(Mt. Massive as seen from the shores of Turquoise Lake)
It rained here briefly yesterday evening, as I was snugly burrowed into my sleeping bag, nose in a book (David Foster Wallace's mammoth opus, Infinite Jest), dry, courtesy of the fiberglass shell a foot above my head. I thought nothing of the quick (but shockingly violent, as most high mountain weather cells are) shower, but as I strided comfortably shirtless down my narrow dirt path this morning I was mildly surprised to see a fresh dusting of snow above tree-line on the Sawatch and Mosquito Ranges, shimmering in the morning sun.
(Padding around Turquoise Lake, mile 94, LT100 '06)
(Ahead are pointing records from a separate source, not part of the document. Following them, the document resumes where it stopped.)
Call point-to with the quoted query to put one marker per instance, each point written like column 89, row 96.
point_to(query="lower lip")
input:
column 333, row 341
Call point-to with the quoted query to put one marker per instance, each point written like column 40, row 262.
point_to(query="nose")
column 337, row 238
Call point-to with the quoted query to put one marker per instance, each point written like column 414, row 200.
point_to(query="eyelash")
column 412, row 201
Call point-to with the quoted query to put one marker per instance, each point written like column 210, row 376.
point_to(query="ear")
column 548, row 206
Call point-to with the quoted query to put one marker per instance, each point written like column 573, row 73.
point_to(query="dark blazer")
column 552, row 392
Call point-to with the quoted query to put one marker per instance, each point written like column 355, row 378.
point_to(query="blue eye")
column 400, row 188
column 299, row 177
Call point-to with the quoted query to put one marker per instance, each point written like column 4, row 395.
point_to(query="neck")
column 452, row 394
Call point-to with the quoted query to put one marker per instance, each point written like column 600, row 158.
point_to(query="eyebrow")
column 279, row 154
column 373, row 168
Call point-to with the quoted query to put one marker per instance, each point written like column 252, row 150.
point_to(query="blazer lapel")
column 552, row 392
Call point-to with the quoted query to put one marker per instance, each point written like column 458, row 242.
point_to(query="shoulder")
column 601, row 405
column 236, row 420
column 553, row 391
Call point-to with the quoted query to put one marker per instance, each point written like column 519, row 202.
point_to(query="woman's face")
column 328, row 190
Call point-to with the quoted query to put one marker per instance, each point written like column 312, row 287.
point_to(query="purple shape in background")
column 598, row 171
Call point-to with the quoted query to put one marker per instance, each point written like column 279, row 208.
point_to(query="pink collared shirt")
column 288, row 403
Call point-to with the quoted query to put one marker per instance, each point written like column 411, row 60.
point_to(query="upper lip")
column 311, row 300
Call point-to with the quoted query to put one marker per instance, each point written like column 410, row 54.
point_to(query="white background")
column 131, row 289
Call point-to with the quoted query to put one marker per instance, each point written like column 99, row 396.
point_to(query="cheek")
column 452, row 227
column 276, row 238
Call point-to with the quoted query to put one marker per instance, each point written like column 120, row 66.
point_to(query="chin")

I remember a camping trip that my family took to the Canadian Rockies in 1995, my first summer of running. Doing loops around the campgrounds in the evenings, I couldn't figure out why I was never able to achieve the same feelings of relaxation and comfort that I could while running at home in Nebraska. It wasn't until later that I learned of the effects of altitude on aerobic performance. Nevertheless, it was trips like that--hiking to alpine, glacial lakes, sitting around campfires at night--that unconsciously provided the impetus for me to permanently gravitate towards the higher elevations as an adult.
Of all the towns that I've been to, in my mind Leadville's geography is only rivaled by Silverton or Ouray in it's ability to provide inspiration and instant access to the contiguous U.S.'s highest mountains. And I would argue that Leadville has the single best 360 degree skyline with the towering Sawatch Range to the west, the Continental Divide wrapping around to the north, and the 13-14,000' ridge of the Mosquito Range directly to the east. Leadville sits so high, and the peaks of the two highest mountains in Colorado--Elbert and Massive--are so imposing, that it's easy to forget that the bump of Mt. Sherman right behind town crests 14,000' as well. I am grateful to be here.